1. They were higher in those with lower baseline s antigen, no ALT flare;
2. They did not differ based on s antigen level where ALT flare was not observed;
3. They were higher in those with low s antigen in whom ALT flare was observed;
4. They did not differ by baseline s antigen where ALT was observed.

So go ahead and vote.

Posttest 5: Rationale

Great. And the correct answer was you had to have a low s antigen, and it was good to have a flare. We call them good flares. And that's what was observed in the phase II B-Clear study. And we'll see the results in the – of the phase III trials at EASL at end of the month.

Dr. Feld: Just to highlight that that should be…

Dr. Terrault: C.

Dr. Feld: C, not D that the circle is in the wrong place.

Q&A

Dr. Sulkowski: Yeah. So we have – we have a few questions that have come in online, although we are at time. So what I will recommend is that maybe we can answer some of these questions as we talk amongst the group. But maybe I'll just try to do a couple of really kind of simple questions that came in from the group and ask if anyone in the audience has any questions they want to bring forward.

Norah, someone asked about genotype and Jen mentioned it too. What are the guidelines say about genotype in practice, HBV genotype?

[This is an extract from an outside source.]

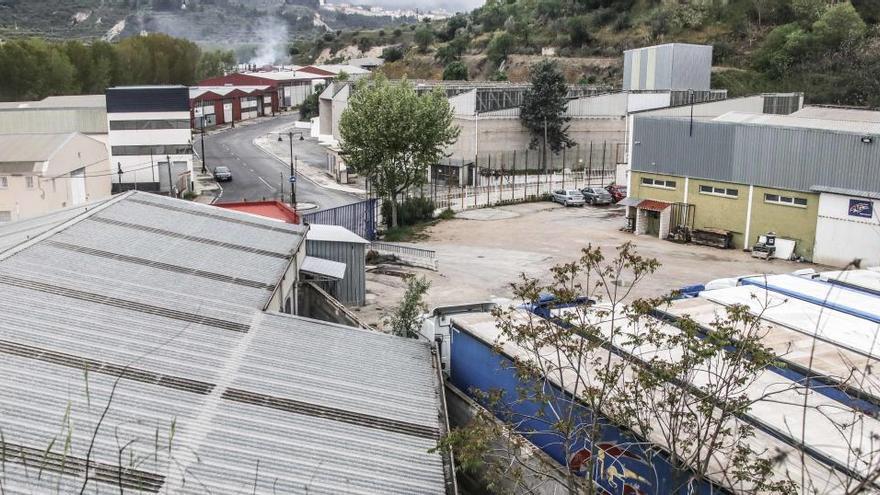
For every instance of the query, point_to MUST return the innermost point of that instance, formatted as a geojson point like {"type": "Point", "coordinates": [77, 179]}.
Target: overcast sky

Dr. Terrault: We are silent on that because we don't think it has a role to play at this time. For example, with our current nucleoside analogue therapy, there's no differential response based on genotype. So it's currently not recommended.

Dr. Sulkowski: And Jordan, one for you. Someone asked for a point of care. They said wouldn't screen be easier if we could do a point of care s antigen test? Where is it and are we going to get one in?

Dr. Feld: I wish we had one. It would be helpful both for screening for hep B, but also for making hep C treatment easier at a lower barrier by being able to do point of care hep B testing at the time of initiating hep C treatments. It - it is my understanding that there are hep B – point of care hep B tests globally not approved in the US. My understanding is that that may be in the process of changing, but I'm not sure of a timeline. I don't know if you know.

Dr. Sulkowski: It's under investigation, but like you, I don't have a sense of the timeline.